During an extended visit to Philadelphia in 2014, Bourouissa became interested in the Fletcher Street Urban Riding Club, an inner-city stable in the quaintly named northern neighborhood of Strawberry Mansion, where a group of black horsemen have created a safe haven and learning environment for local kids. While the white cowboy features prominently as a romantic figure in the mythology of the American West, that stereotype obscures the fact that a great many working cowboys were actually black, Latino, and Native American; Bourouissa’s Fletcher Street project draws attention to a living residue of that repressed history. He spent eight months living among and getting to know the club’s members, finally collaborating with them on an equestrian competition that showcased the skills of the riders and their horses. For the event—dubbed a “horse tuning expo”—each animal wore an extravagant costume made by a local artist. In the current exhibition at the Barnes Foundation, many of these outfits are mounted, trophy-like, on a large wall plastered with copies of a flyer made to promote the event. Some are made with cleverly repurposed materials drawn from the neighborhood: a garland of jump ropes, a chain-mail blanket of recycled CDs, a cascade of metallic red and silver streamers. The event’s festive DIY style and curious title recall facets of other famous black inner-city celebrations, from the camp theatricality of Mardi Gras Indians to the macho showmanship of tricked-out car culture.

Nearby, a horseshoe-shaped wooden enclosure, whose modest construction evokes that of stables, is filled with sketches and collages Bourouissa made during his stay in Philadelphia and after. One simply shows words copied from a neighborhood sign in a watery sepia: WE BUY/HOUSES/FAST/CASH, acknowledging the looming specter of gentrification. Others feature shots from classic westerns, their compositions carefully deconstructed, with faces casually obscured by colored pencil to allow for alternative racial projections. A ghostly white 3-D print of a rider’s head and shoulders sits atop a plinth made of compacted horse dung.

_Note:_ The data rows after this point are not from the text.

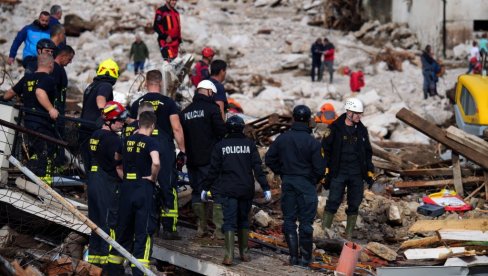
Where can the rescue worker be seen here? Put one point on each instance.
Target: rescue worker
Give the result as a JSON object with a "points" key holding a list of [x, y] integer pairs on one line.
{"points": [[96, 95], [218, 71], [30, 35], [104, 179], [200, 71], [167, 26], [295, 156], [137, 218], [326, 115], [168, 127], [203, 127], [348, 156], [234, 163]]}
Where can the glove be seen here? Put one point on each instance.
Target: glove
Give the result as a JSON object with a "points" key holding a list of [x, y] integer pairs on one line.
{"points": [[370, 179], [180, 161], [203, 196]]}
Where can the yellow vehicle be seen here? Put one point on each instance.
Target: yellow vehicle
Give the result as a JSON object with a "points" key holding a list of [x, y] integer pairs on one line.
{"points": [[471, 108]]}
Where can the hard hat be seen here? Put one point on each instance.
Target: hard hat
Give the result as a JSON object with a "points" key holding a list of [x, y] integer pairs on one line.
{"points": [[235, 124], [114, 111], [206, 84], [45, 44], [301, 113], [354, 105], [110, 67], [208, 52]]}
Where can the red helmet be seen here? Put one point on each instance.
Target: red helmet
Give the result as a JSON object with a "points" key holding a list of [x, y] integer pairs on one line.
{"points": [[207, 52], [114, 111]]}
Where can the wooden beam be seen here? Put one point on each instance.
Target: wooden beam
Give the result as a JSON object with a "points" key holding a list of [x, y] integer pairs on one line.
{"points": [[439, 135], [436, 225], [456, 173], [438, 183]]}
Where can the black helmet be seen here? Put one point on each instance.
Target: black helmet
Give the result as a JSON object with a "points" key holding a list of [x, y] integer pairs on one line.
{"points": [[235, 124], [301, 113], [45, 44]]}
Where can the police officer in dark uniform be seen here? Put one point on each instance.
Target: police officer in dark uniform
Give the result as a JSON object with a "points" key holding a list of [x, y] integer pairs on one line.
{"points": [[203, 127], [96, 95], [348, 156], [231, 179], [168, 127], [138, 215], [104, 179], [295, 156]]}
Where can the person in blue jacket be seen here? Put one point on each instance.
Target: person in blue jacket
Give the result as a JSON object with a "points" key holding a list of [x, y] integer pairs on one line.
{"points": [[30, 35]]}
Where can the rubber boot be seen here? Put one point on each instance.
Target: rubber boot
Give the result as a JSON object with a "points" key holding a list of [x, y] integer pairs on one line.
{"points": [[218, 220], [200, 212], [292, 241], [327, 220], [242, 238], [306, 247], [229, 248], [351, 223]]}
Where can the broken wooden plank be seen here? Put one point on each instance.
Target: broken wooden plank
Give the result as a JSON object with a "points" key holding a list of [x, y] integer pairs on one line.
{"points": [[422, 242], [463, 235], [467, 139], [432, 253], [436, 225], [436, 133], [456, 174], [437, 183]]}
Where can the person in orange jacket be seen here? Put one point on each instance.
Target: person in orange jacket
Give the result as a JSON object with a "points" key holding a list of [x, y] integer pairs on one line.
{"points": [[356, 79], [326, 115]]}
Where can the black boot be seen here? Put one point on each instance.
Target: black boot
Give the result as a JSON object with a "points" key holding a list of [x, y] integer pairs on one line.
{"points": [[292, 241]]}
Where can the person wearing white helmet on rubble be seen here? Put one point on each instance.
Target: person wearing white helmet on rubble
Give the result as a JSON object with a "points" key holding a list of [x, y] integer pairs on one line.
{"points": [[348, 156]]}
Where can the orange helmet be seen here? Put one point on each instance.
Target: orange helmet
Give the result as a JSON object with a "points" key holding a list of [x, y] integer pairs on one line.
{"points": [[208, 52]]}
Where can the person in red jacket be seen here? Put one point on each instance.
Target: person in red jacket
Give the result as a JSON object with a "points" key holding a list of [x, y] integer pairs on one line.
{"points": [[167, 26], [201, 70], [356, 79]]}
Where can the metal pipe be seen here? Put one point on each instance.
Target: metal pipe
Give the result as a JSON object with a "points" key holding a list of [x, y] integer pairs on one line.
{"points": [[80, 216]]}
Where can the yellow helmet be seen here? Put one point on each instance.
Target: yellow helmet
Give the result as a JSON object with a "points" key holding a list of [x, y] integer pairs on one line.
{"points": [[108, 66]]}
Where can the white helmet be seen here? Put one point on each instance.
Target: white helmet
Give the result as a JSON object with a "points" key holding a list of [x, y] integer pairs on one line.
{"points": [[206, 84], [354, 105]]}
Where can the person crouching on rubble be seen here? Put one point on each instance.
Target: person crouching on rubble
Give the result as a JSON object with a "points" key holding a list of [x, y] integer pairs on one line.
{"points": [[231, 180], [295, 156], [348, 156], [104, 178]]}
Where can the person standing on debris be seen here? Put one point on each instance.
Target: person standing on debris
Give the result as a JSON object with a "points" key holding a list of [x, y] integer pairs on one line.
{"points": [[218, 71], [138, 214], [329, 51], [200, 71], [104, 179], [295, 156], [203, 127], [348, 155], [430, 68], [234, 163], [96, 95], [168, 127], [139, 52], [167, 26], [30, 35], [317, 50]]}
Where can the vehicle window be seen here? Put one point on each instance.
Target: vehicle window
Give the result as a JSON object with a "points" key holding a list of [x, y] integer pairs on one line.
{"points": [[467, 102]]}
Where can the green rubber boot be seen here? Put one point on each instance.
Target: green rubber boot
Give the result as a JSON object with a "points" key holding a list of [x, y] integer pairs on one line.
{"points": [[229, 248], [327, 220], [351, 223], [242, 238], [218, 220], [200, 212]]}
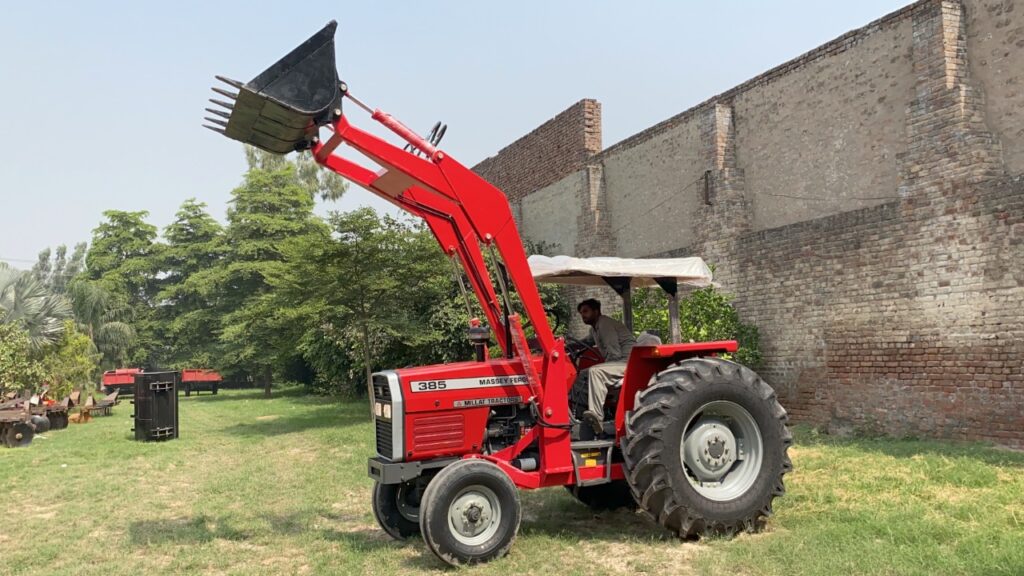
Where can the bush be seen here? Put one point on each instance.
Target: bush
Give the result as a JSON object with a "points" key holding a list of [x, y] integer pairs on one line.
{"points": [[18, 370]]}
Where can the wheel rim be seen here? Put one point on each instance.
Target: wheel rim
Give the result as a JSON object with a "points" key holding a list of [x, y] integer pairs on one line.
{"points": [[474, 515], [722, 450]]}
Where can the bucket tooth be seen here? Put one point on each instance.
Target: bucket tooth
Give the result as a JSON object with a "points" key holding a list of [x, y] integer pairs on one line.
{"points": [[282, 109], [232, 83], [223, 92], [219, 113]]}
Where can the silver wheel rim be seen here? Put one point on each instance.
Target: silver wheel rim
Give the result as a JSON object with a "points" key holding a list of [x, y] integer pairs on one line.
{"points": [[474, 515], [722, 451]]}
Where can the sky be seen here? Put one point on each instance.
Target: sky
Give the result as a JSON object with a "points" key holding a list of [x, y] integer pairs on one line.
{"points": [[101, 103]]}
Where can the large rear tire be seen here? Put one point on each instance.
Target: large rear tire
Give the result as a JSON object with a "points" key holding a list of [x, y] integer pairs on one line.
{"points": [[706, 448], [470, 512]]}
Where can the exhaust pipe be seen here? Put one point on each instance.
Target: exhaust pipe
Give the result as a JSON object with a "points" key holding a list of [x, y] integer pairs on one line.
{"points": [[281, 110]]}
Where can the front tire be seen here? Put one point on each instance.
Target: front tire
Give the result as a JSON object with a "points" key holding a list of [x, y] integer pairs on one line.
{"points": [[470, 512], [706, 448]]}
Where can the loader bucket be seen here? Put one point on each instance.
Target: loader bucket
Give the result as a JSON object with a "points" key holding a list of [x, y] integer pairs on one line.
{"points": [[281, 110]]}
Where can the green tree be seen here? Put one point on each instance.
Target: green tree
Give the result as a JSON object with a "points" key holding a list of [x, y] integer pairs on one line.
{"points": [[105, 318], [124, 261], [18, 370], [73, 361], [26, 302], [267, 209], [305, 170], [705, 315], [185, 315], [367, 287]]}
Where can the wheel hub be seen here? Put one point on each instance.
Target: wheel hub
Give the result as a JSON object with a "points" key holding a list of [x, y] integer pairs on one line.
{"points": [[473, 516], [710, 449]]}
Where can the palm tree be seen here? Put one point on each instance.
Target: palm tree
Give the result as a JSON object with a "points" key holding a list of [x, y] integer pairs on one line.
{"points": [[24, 300]]}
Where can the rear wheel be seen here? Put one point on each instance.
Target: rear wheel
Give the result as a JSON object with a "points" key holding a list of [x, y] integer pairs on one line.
{"points": [[470, 512], [706, 448], [396, 507]]}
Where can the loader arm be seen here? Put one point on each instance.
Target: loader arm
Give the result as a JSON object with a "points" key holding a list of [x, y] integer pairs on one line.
{"points": [[285, 108], [459, 205], [448, 225]]}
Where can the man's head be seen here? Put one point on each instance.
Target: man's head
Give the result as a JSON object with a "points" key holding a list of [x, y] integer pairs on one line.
{"points": [[589, 311]]}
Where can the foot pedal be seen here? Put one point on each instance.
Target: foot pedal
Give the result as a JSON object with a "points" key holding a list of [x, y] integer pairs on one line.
{"points": [[601, 449]]}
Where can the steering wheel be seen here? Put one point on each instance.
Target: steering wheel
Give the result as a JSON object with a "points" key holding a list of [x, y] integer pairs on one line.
{"points": [[579, 350]]}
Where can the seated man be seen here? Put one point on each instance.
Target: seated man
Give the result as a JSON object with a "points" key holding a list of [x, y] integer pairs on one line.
{"points": [[614, 341]]}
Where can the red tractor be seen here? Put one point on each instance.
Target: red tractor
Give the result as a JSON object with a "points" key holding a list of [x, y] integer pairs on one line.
{"points": [[696, 442]]}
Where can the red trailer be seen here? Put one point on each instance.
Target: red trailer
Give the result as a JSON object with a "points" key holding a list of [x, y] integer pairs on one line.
{"points": [[121, 379], [200, 378]]}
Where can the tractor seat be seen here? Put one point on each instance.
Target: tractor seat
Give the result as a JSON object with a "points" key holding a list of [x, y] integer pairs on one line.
{"points": [[644, 339]]}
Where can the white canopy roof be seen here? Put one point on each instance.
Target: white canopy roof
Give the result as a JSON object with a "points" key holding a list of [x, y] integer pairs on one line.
{"points": [[590, 272]]}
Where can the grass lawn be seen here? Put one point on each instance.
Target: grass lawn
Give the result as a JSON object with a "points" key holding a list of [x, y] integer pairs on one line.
{"points": [[279, 486]]}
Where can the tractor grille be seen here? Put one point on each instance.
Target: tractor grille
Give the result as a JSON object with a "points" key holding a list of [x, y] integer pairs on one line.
{"points": [[384, 441], [388, 428]]}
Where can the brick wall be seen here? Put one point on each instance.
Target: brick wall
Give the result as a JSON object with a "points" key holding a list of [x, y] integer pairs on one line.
{"points": [[864, 204], [557, 148]]}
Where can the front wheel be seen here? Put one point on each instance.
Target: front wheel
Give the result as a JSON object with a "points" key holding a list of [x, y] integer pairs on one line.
{"points": [[706, 448], [470, 512]]}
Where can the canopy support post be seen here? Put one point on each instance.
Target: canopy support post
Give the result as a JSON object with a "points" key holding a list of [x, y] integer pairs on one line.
{"points": [[621, 284], [671, 286]]}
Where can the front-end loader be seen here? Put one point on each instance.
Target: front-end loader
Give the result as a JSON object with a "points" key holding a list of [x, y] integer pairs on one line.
{"points": [[696, 442]]}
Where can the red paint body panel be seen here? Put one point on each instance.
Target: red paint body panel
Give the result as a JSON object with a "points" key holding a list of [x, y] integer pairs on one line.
{"points": [[200, 375], [120, 377]]}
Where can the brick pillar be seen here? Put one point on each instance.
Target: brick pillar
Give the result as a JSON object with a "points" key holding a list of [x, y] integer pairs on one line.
{"points": [[594, 238], [726, 212], [594, 223], [948, 140]]}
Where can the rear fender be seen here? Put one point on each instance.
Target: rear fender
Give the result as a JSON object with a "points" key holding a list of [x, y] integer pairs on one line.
{"points": [[645, 362]]}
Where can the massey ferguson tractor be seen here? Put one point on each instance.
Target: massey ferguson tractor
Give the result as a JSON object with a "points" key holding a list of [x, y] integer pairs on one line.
{"points": [[695, 442]]}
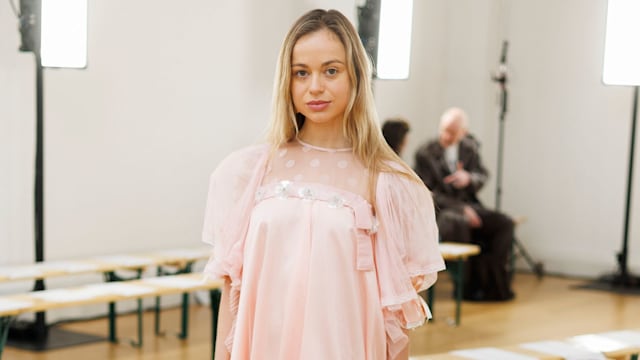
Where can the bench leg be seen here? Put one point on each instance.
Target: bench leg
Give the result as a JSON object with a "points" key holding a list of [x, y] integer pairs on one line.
{"points": [[112, 323], [5, 321], [184, 332], [139, 342], [185, 317], [459, 279], [214, 296], [430, 299]]}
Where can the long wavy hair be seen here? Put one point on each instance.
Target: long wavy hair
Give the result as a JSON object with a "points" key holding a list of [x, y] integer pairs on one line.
{"points": [[360, 123]]}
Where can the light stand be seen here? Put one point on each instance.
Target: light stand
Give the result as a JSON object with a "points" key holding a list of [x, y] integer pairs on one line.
{"points": [[622, 67], [501, 78], [623, 278], [37, 335]]}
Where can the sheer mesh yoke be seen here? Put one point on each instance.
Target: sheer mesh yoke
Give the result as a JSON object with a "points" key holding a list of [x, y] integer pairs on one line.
{"points": [[303, 163]]}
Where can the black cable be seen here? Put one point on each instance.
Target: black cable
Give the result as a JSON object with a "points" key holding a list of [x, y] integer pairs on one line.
{"points": [[15, 10]]}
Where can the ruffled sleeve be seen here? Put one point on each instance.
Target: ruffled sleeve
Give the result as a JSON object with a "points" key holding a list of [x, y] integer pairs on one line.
{"points": [[406, 247], [232, 187]]}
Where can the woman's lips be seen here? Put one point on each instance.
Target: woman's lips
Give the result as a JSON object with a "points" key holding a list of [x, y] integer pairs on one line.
{"points": [[318, 105]]}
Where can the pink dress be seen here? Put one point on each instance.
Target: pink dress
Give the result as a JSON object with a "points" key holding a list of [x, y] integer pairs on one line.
{"points": [[314, 275]]}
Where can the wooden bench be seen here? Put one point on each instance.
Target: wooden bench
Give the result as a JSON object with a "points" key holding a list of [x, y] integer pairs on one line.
{"points": [[13, 305], [456, 255], [168, 262], [614, 345]]}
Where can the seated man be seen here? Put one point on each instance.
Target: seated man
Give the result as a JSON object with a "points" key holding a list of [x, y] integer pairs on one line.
{"points": [[451, 167]]}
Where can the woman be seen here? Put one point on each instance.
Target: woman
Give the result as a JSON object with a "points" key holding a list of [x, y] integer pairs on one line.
{"points": [[322, 236]]}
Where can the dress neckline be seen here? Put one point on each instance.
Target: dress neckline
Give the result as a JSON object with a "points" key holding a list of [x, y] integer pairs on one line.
{"points": [[319, 148]]}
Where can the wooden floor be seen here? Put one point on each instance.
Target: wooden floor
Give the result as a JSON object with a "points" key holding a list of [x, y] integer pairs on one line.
{"points": [[543, 309]]}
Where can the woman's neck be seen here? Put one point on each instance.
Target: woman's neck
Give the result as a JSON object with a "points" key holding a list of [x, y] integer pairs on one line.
{"points": [[330, 138]]}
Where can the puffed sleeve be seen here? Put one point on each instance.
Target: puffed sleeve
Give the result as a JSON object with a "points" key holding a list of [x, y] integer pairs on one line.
{"points": [[232, 187], [406, 247]]}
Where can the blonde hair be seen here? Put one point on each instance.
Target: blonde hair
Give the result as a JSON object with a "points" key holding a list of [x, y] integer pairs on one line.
{"points": [[360, 123]]}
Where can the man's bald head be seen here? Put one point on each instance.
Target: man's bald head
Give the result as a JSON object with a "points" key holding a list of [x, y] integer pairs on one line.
{"points": [[453, 127]]}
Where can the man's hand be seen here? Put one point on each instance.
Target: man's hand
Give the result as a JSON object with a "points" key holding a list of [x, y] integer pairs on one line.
{"points": [[472, 216], [460, 178]]}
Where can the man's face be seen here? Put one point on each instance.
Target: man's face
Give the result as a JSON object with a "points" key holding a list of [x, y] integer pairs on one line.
{"points": [[451, 131]]}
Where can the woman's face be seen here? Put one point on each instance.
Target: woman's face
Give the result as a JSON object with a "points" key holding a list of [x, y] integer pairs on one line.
{"points": [[320, 85]]}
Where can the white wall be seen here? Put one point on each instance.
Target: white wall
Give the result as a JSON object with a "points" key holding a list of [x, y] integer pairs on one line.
{"points": [[170, 90]]}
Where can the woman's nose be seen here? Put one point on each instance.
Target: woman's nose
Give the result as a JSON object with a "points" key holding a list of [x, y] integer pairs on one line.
{"points": [[316, 84]]}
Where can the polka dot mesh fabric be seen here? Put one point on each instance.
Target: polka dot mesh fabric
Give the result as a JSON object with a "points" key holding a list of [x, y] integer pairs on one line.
{"points": [[307, 164]]}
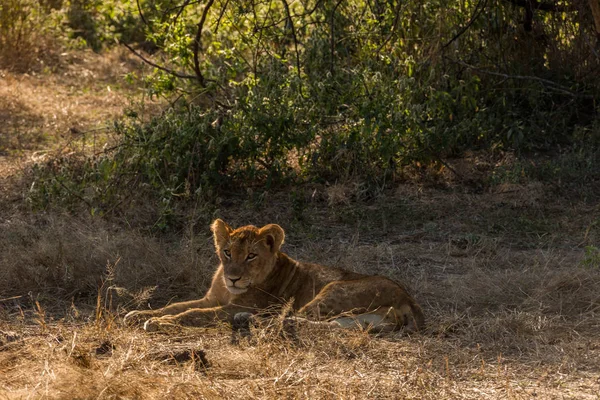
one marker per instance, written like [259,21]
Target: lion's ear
[221,232]
[273,235]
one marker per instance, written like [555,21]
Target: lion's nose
[234,280]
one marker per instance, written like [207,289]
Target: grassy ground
[508,278]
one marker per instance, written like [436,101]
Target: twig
[140,12]
[394,27]
[478,11]
[543,6]
[197,39]
[293,30]
[167,70]
[553,85]
[221,16]
[333,36]
[10,298]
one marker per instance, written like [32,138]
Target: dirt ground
[508,278]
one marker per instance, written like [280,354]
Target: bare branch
[293,31]
[140,12]
[332,44]
[478,11]
[167,70]
[197,45]
[552,85]
[550,7]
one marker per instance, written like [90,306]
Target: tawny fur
[254,275]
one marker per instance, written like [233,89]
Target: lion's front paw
[158,323]
[137,317]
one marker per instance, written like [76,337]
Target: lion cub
[254,275]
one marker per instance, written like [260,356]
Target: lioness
[254,275]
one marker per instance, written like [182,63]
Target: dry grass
[509,316]
[512,310]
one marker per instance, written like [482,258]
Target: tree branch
[536,5]
[197,46]
[167,70]
[552,85]
[293,31]
[478,11]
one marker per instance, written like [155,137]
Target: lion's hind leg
[370,303]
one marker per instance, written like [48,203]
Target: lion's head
[248,254]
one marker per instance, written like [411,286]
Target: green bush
[271,92]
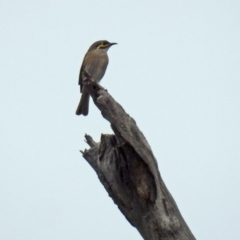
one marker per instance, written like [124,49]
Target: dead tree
[128,170]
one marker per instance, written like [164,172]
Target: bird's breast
[96,63]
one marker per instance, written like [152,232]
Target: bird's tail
[83,104]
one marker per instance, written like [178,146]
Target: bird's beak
[112,44]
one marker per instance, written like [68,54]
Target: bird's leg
[87,76]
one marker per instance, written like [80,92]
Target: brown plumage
[95,62]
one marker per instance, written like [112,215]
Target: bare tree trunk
[128,170]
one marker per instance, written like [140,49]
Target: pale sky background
[175,70]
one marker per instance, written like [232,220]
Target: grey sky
[175,70]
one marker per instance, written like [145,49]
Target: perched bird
[95,63]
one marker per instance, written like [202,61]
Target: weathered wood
[128,170]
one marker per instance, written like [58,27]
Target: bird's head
[102,44]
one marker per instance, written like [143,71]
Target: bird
[95,63]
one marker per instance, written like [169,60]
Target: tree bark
[127,168]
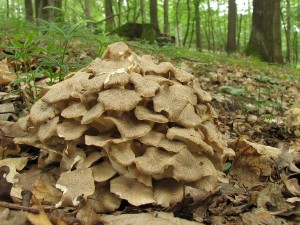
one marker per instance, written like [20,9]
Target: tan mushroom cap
[60,91]
[103,171]
[202,95]
[143,113]
[133,191]
[160,80]
[168,100]
[122,153]
[42,111]
[129,127]
[154,161]
[90,159]
[103,201]
[70,130]
[119,99]
[141,177]
[146,88]
[48,129]
[117,78]
[188,118]
[186,167]
[116,51]
[168,192]
[158,139]
[75,109]
[192,138]
[74,184]
[102,140]
[24,122]
[71,156]
[95,112]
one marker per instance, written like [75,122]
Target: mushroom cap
[42,111]
[103,201]
[133,191]
[74,184]
[146,88]
[70,130]
[154,161]
[48,129]
[75,109]
[192,138]
[168,192]
[143,113]
[122,153]
[119,99]
[103,171]
[129,127]
[92,114]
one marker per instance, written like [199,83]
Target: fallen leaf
[154,218]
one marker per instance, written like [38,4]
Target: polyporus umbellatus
[143,131]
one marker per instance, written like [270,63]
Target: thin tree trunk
[231,32]
[265,39]
[288,31]
[142,5]
[239,29]
[188,22]
[198,25]
[109,23]
[28,10]
[153,13]
[177,23]
[166,17]
[7,9]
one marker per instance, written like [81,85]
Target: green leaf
[232,90]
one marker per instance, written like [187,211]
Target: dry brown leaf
[252,161]
[154,218]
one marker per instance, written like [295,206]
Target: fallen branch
[18,207]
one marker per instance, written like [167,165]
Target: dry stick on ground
[18,207]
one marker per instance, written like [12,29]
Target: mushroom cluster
[126,128]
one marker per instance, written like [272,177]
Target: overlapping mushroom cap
[127,128]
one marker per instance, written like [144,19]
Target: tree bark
[188,22]
[7,9]
[28,10]
[109,22]
[231,31]
[166,17]
[142,6]
[198,25]
[177,23]
[288,31]
[153,13]
[265,38]
[56,15]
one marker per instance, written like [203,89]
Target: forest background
[212,25]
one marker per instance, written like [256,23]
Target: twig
[18,207]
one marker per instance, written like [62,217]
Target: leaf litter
[261,185]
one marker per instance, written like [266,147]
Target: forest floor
[251,99]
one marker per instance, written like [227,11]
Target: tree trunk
[265,38]
[198,28]
[153,13]
[166,17]
[231,32]
[177,23]
[142,5]
[288,31]
[28,10]
[40,12]
[56,15]
[109,22]
[188,22]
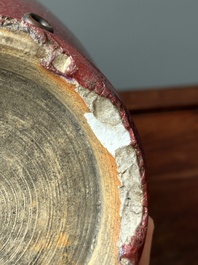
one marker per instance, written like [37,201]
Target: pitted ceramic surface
[48,178]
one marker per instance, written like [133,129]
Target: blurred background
[149,52]
[137,44]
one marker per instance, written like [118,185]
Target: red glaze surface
[91,78]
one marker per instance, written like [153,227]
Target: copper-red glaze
[91,78]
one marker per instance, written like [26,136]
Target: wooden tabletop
[167,121]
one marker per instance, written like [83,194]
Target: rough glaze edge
[89,77]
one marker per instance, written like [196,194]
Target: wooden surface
[169,137]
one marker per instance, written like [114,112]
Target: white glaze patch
[105,121]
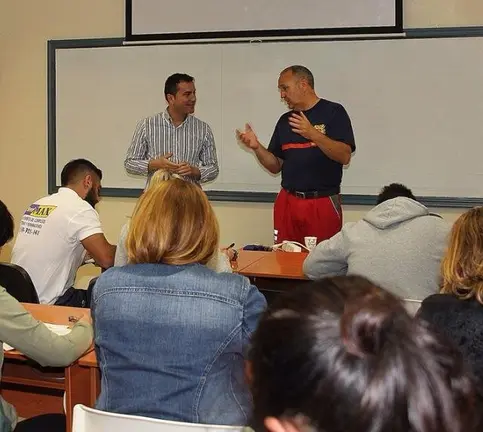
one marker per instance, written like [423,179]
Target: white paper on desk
[56,328]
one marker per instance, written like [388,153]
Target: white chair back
[412,306]
[92,420]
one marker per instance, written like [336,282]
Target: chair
[92,420]
[17,282]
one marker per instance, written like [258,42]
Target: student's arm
[85,227]
[120,257]
[21,330]
[100,250]
[329,258]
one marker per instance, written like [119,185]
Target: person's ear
[88,183]
[273,424]
[170,98]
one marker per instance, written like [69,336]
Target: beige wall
[26,25]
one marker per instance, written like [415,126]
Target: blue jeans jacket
[171,340]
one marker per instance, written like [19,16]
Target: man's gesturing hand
[248,137]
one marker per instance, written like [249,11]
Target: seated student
[171,333]
[19,329]
[457,312]
[342,354]
[398,244]
[55,233]
[220,262]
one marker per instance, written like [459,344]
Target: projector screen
[202,19]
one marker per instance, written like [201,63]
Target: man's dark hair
[394,190]
[6,224]
[76,168]
[171,84]
[302,72]
[342,354]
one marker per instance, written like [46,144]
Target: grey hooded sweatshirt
[398,245]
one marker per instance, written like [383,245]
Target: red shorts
[295,218]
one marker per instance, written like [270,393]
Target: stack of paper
[56,328]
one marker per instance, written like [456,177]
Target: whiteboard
[415,106]
[148,18]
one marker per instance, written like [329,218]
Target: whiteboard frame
[234,196]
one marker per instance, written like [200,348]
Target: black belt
[312,194]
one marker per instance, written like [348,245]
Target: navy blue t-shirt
[305,167]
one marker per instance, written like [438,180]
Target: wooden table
[274,272]
[247,258]
[35,390]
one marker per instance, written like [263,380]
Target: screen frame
[247,34]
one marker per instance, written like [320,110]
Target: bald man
[310,145]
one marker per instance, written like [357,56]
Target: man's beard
[91,198]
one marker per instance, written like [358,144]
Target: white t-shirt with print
[48,244]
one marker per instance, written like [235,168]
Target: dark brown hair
[344,355]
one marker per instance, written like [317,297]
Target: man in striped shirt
[174,140]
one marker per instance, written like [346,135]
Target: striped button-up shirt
[192,142]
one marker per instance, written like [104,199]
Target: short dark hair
[394,190]
[342,354]
[171,84]
[6,224]
[78,167]
[302,72]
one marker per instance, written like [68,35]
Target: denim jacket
[171,341]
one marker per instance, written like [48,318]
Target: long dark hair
[345,356]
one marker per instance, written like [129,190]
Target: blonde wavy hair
[462,266]
[173,223]
[160,176]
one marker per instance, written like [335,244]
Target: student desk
[35,390]
[273,272]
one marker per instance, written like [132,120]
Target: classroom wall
[25,27]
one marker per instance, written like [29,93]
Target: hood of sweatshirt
[394,212]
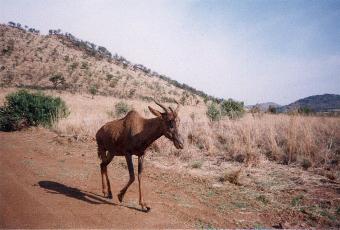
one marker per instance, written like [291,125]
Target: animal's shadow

These varied studies provide insight into Bourouissa’s process, as he experiments broadly to find an adequate formal language through which to valorize this unique community, always acutely aware of the risk of further alienating an already marginalized group by making a spectacle of their difference.

Projected in a darkened room behind the screen wall, the two-channel video Horse Day, 2015, juxtaposes footage of the expo with more intimate shots of the horsemen’s everyday lives in the lead-up to the event. Much of this has a documentary feel, but Bourouissa mixes up registers by including staged sequences such as a fast-paced montage in which a horseman and a green muscle car race through empty city streets. Viewed from two rows of repurposed car seats and employing an acoustic setup consisting of car speakers, the video’s installation emphasizes the analogy between these two urban pastimes. Bourouissa’s most elegant synthesis of these subcultures might, however, be the monumental, mostly wall-mounted sculptures in the final gallery of the exhibition. Here, the artist’s photographs of the horsemen are printed onto metal car parts that are assembled into large reliefs whose irregular, overlapping surfaces disrupt the flat picture plane and break out of the rectilinear structure of a traditional photograph. The black-and-white images in particular recall daguerreotypes or tintypes, their subjects floating like apparitions on their burnished metal substrates. Across all these media, the representation Bourouissa constructs remains provisional and propositional, never quite cohering into an authoritative image of either myth or reality.